Signs of strangulation are sometimes difficult to find if you don’t know what to look for, but Agent Cyndi Young with the Brevard County Sheriff’s Office says during the research process they realized they needed to “hit it from all angles.”
“We said let’s do a multi-disciplinary approach to this. Let’s go ahead and involve the health department, the fire rescue personnel, let’s educate the deputies, let’s partner with academia, bring in UCF and their sociology department to track the results and see if we can make a difference in this,” Young says.

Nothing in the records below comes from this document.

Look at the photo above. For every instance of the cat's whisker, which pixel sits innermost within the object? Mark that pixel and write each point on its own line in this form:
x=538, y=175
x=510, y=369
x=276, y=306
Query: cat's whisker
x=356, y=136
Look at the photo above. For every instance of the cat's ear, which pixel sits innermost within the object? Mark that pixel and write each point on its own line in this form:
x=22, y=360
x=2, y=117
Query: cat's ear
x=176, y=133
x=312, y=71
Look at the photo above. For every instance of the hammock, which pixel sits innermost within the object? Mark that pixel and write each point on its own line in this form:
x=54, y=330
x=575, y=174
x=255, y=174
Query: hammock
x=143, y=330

She says over the last three years she has seen “a good impact.” The year before the research started, Brevard County had “two documented domestic homicides by strangulation.” Young says now since “they’ve hit it so hard with the education and charging the offenders properly, we haven’t had any in our county.”

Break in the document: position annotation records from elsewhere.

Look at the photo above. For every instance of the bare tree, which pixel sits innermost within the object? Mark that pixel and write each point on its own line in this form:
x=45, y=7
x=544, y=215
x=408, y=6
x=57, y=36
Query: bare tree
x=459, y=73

“We’re hoping that with the research we’ll be able to seek some assistance through grants and federal programs,” Young says.
She says “as a trauma victim, you’re not going to be able to just say and understand everything.”
“The introduction of early victim advocacy is very important and what we did is we changed our policy on strangulation cases that it mandates first responders to contact a victim advocate immediately while they’re on scene with the victim on a strangulation event,” Young says.
“It tells the victim that look, there’s somebody who is going to be here for you. They’re going to help you and they’re going to direct you and they’re going to give you the information you need in order to secure your own safety because ultimately it’s the decision of the victim on how they want to proceed,” Young says.
Young says at the end of this process she hopes to present a packet that other agencies can pick up and follow.
“Take it to your place, tweak it, make it work for you and spread the program so we can make a real impact,” Young says.
“Everybody is on board with holding offenders accountable. Everybody wants to see victims of domestic violence escape that abuse and be able to survive. Nobody wants to see anybody die and we certainly don’t want to take that responsibility because we decided not to do anything about it.”